Lest we forget – there is the weird and wonderful that can pop into a ‘prenup’ agreement. Who gets the dog for example – sometimes the most heated argument is over the family pooch. As reported on www.legalzoom.com one client covered in-law issues in their prenup barring the mother in-law from sleepover visits! Or the one where the wife’s prenup agreement limited her weight to 120lbs – the penalty of which is that she gives up a whopping $100,000 of her separate property if her weight goes above that stated in her agreement... whew!
Another matter to be aware of is the ‘separation agreement’. This agreement outlines the conditions regarding the dual or mutual obligations of your separation. This means that upon your separation you need to agree to the terms of each others future financial liability. You could be separated for quite a while before a divorce is finalised. One partner could rake up a mountain of debt after the separation and unless otherwise agreed, the other partner could be liable for up to half of the debt accumulated. So, bear this in mind and talk with your Solicitor as soon as possible so your interests are protected.
No matter what conditions you find yourself facing, we can help you to draw up your pre nuptial agreement and work with your partner’s representative to make sure that the contract is fair and both parties’ requirements and taken into account. If the time comes and you do decide to separate, we can also assist mediate the process to a mutually beneficial outcome as Paul is a qualified mediator and has a great deal of experience with such matters.

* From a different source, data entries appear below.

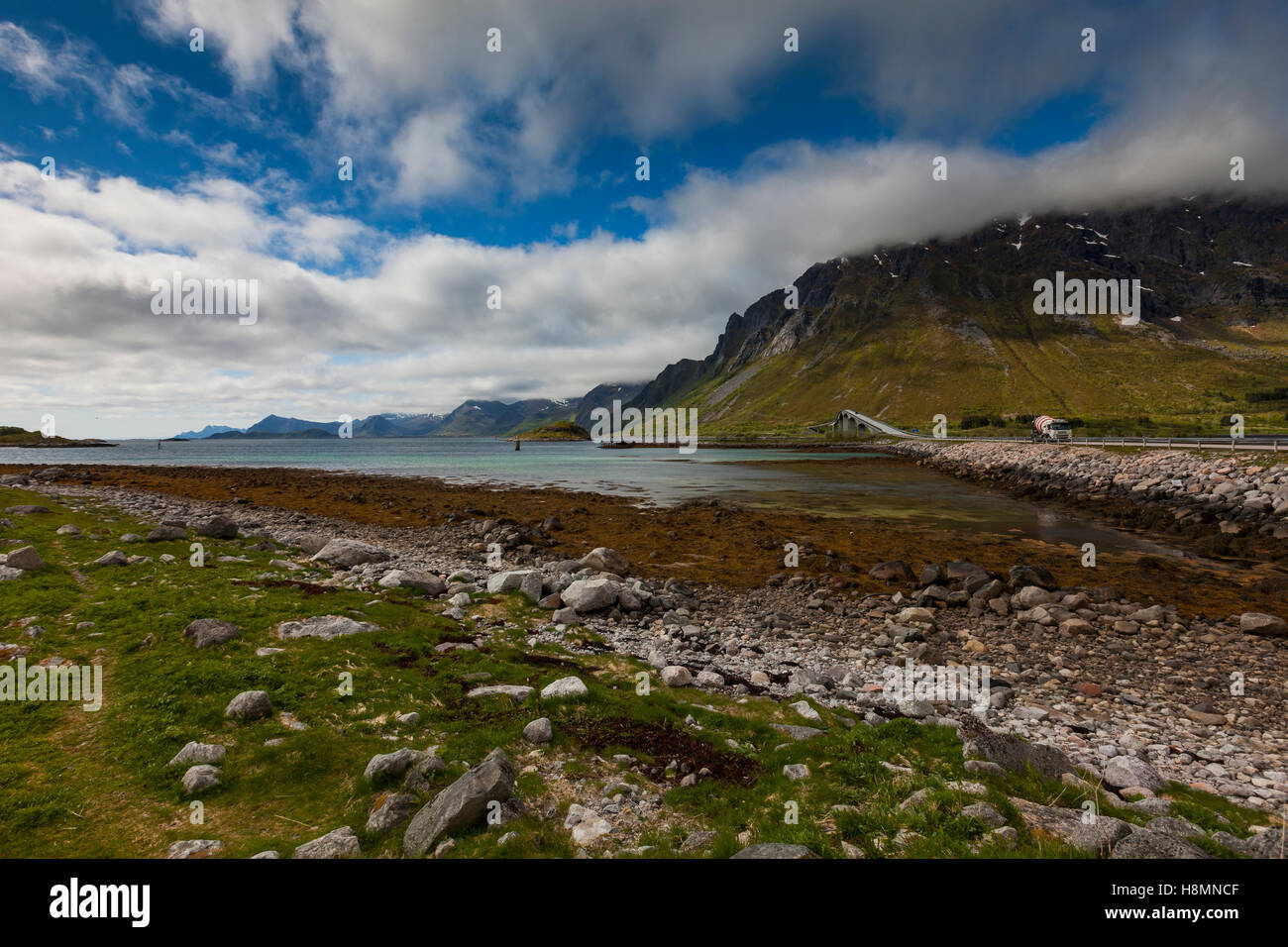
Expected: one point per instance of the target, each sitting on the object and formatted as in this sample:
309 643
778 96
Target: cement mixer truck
1047 429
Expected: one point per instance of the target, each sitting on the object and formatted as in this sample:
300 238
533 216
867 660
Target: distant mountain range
472 419
948 326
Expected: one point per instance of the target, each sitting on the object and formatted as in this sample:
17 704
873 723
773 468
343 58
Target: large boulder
198 753
1098 834
218 527
1039 577
249 705
349 553
325 626
896 571
163 534
385 766
1030 596
25 558
528 581
307 543
205 631
1012 751
413 579
343 843
194 848
565 686
591 594
519 693
1145 843
1122 772
390 812
200 777
776 849
605 560
1249 622
462 804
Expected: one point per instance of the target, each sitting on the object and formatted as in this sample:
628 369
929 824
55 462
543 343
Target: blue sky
516 169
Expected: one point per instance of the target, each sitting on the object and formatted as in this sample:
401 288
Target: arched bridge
851 423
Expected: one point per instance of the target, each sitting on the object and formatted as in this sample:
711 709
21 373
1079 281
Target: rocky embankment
1235 504
1131 692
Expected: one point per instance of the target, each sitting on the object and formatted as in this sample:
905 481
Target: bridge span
853 424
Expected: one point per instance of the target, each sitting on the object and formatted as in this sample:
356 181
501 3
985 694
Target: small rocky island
559 431
12 436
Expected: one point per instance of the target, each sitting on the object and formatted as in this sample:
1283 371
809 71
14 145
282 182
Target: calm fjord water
754 476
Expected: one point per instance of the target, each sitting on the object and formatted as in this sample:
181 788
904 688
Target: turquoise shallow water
752 476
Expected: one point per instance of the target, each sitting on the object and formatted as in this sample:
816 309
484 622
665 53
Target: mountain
472 419
206 432
290 425
498 419
604 395
948 326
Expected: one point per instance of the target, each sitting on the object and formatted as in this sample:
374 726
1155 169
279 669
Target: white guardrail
1197 444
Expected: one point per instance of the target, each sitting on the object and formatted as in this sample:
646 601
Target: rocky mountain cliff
949 328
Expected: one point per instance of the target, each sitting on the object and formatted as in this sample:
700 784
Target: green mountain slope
948 328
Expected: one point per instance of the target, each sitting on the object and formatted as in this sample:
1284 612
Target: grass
76 784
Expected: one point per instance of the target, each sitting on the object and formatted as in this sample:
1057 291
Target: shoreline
1086 667
679 541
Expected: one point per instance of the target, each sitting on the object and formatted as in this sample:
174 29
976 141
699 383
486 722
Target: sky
496 237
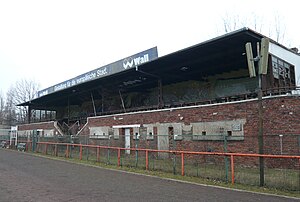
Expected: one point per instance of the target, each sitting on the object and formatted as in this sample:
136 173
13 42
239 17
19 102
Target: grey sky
54 40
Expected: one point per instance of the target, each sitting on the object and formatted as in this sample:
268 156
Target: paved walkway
24 177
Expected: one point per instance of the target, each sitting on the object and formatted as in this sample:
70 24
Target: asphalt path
25 177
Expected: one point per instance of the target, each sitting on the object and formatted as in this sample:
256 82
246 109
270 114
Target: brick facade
281 116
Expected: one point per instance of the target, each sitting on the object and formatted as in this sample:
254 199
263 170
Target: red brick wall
281 116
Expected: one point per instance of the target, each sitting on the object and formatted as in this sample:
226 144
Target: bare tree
232 22
235 21
23 91
2 108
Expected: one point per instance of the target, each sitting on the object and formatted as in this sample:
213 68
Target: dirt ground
24 177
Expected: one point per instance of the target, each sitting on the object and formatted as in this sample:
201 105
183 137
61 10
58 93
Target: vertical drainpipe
160 94
29 114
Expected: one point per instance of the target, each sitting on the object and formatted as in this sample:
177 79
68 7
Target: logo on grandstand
129 62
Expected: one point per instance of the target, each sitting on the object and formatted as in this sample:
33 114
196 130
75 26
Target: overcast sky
51 41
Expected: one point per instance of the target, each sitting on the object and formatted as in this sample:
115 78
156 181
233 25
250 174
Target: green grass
278 181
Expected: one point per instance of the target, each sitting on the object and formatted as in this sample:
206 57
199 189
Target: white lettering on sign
45 92
101 72
129 62
60 86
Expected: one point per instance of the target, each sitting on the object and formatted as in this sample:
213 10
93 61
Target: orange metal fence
67 148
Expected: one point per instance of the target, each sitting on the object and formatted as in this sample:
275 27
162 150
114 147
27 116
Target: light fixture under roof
184 68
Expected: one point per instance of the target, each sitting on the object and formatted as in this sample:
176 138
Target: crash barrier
280 171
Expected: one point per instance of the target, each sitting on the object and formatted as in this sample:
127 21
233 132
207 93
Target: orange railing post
232 169
98 154
46 148
147 160
182 164
80 152
55 150
67 151
119 156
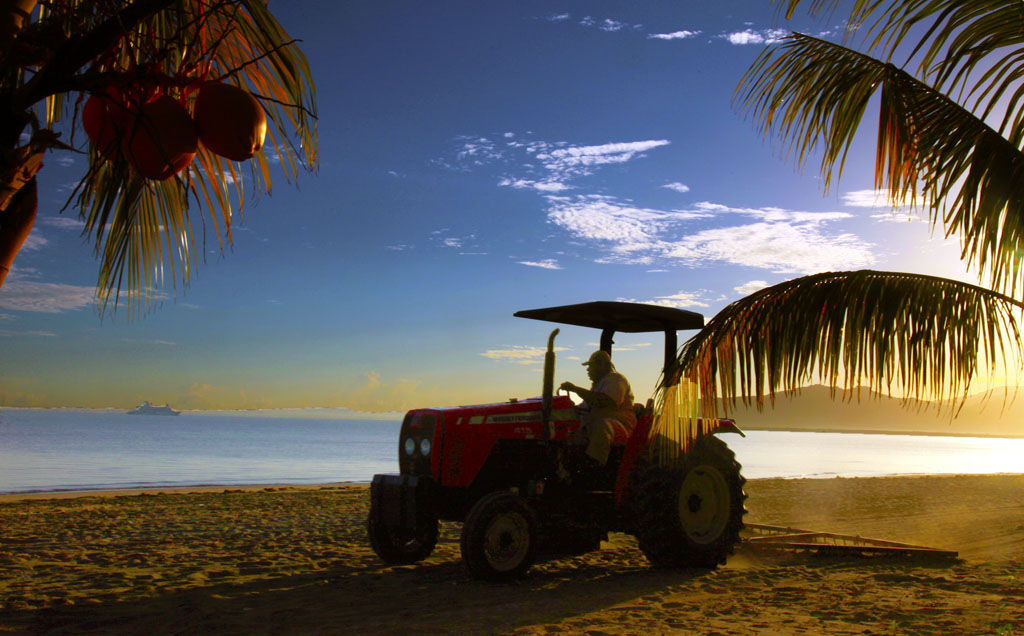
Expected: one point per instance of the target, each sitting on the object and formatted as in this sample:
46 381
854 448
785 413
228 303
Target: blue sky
476 159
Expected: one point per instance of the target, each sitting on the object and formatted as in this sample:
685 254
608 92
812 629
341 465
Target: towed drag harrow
776 538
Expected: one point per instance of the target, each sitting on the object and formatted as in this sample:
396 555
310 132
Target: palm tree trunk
17 221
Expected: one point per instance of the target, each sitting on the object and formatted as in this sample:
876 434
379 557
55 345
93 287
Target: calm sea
53 450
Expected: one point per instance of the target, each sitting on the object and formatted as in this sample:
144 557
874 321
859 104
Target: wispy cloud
548 263
62 222
881 201
581 160
749 288
45 297
541 186
781 241
675 35
156 341
681 300
751 36
769 238
779 247
519 354
543 166
27 334
35 241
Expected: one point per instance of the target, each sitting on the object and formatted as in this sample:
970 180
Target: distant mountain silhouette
814 409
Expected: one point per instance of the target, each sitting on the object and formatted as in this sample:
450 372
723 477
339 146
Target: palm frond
141 227
969 49
813 95
925 336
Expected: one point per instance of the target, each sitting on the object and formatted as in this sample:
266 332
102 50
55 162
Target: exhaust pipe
549 387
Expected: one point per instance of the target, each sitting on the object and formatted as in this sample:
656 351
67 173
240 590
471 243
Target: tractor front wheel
399 547
499 538
690 514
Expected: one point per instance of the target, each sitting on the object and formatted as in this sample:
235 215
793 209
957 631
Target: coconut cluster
158 135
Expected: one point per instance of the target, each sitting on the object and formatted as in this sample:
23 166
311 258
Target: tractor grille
416 443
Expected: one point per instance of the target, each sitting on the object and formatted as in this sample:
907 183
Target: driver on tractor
606 415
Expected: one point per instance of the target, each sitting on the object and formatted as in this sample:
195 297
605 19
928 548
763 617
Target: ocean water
55 450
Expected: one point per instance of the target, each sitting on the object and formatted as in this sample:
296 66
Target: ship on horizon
146 409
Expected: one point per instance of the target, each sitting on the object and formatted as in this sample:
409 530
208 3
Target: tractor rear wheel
690 514
499 538
399 547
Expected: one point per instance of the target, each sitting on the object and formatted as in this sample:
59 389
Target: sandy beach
288 560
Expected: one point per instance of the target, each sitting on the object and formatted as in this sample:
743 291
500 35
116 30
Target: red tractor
496 468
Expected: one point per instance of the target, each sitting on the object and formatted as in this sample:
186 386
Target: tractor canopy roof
630 318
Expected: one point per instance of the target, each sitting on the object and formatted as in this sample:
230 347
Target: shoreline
256 488
296 560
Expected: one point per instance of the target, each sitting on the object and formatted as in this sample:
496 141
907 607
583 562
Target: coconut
230 122
103 122
161 139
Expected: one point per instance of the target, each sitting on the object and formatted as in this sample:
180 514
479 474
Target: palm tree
948 77
137 49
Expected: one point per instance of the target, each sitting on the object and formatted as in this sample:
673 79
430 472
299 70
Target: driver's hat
599 356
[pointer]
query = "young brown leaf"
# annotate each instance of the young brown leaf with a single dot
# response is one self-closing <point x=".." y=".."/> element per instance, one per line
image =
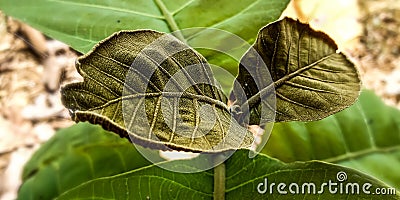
<point x="154" y="89"/>
<point x="311" y="79"/>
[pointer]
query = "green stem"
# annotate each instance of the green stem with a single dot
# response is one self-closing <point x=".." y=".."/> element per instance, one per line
<point x="170" y="20"/>
<point x="219" y="179"/>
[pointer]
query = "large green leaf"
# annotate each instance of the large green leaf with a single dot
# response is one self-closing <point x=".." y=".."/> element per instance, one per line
<point x="75" y="155"/>
<point x="243" y="177"/>
<point x="365" y="136"/>
<point x="167" y="98"/>
<point x="311" y="79"/>
<point x="83" y="23"/>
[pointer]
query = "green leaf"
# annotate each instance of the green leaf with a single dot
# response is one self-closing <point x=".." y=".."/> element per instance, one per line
<point x="243" y="177"/>
<point x="365" y="136"/>
<point x="311" y="79"/>
<point x="73" y="156"/>
<point x="167" y="98"/>
<point x="82" y="24"/>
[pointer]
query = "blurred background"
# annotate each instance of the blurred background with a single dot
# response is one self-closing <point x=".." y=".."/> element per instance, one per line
<point x="33" y="67"/>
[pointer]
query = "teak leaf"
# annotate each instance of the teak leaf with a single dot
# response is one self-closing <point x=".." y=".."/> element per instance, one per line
<point x="75" y="155"/>
<point x="365" y="136"/>
<point x="82" y="24"/>
<point x="154" y="89"/>
<point x="311" y="79"/>
<point x="259" y="178"/>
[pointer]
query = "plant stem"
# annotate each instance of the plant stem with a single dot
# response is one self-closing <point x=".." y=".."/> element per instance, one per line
<point x="170" y="21"/>
<point x="219" y="179"/>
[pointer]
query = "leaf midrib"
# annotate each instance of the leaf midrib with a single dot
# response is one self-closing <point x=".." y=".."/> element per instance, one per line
<point x="165" y="95"/>
<point x="255" y="99"/>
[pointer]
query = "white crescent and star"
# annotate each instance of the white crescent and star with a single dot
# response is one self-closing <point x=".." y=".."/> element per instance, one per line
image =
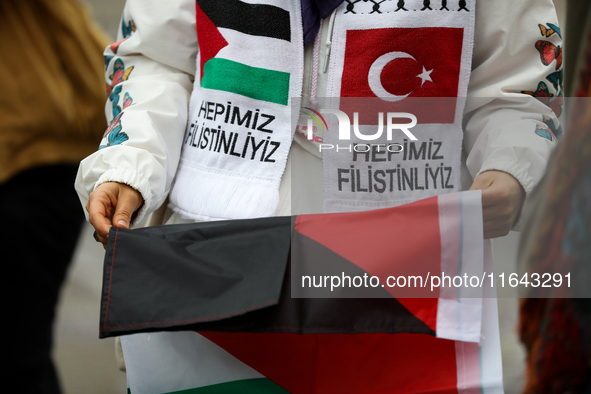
<point x="375" y="72"/>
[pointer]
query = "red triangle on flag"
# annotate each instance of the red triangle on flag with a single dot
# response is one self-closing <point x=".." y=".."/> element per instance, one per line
<point x="407" y="244"/>
<point x="211" y="40"/>
<point x="347" y="363"/>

Ph 09 415 9321 or www.lawfirm.co.nz
Summer stuff
After a gorgeous start to the spring we find ourselves limping into summer – complete with inclement weather. It is lovely to see Jim Hickey is back on One News updating the nation with the weather forecast but we don’t think his influence extends to actually manipulating the weather! So as we hope for a fine summer day for the 25th, remember to pace yourself with food during that all-important day or you’ll not be able to fit in that extra bit of Xmas pud for dessert at dinner time.
And if you’re travelling by car for the holidays – keep yourselves and the kids happy by stopping regularly and stretching your legs. You’ll be amazed at how temperaments are improved and you never know what goodies you uncover at the olde roadside tearooms (the ice cream shop at Mangatawhiri is exceptionally good).
Finally, we’ll leave you with a great tip from the Huggies site. Before wrapping little kids presents and putting them under the tree, take off all the packaging first. This saves having to undo all of those ties etc that hold toys into their boxes and allow them to start playing with their new toys quicker. You don't have the worry about cleaning up all the mess and you can enjoy your child's joy playing with their new toys.
We wish you all a safe and happy Christmas and look forward to the New Year. Oh yeah, and Paul says “Please watch out for motorcyclists over the holiday break!).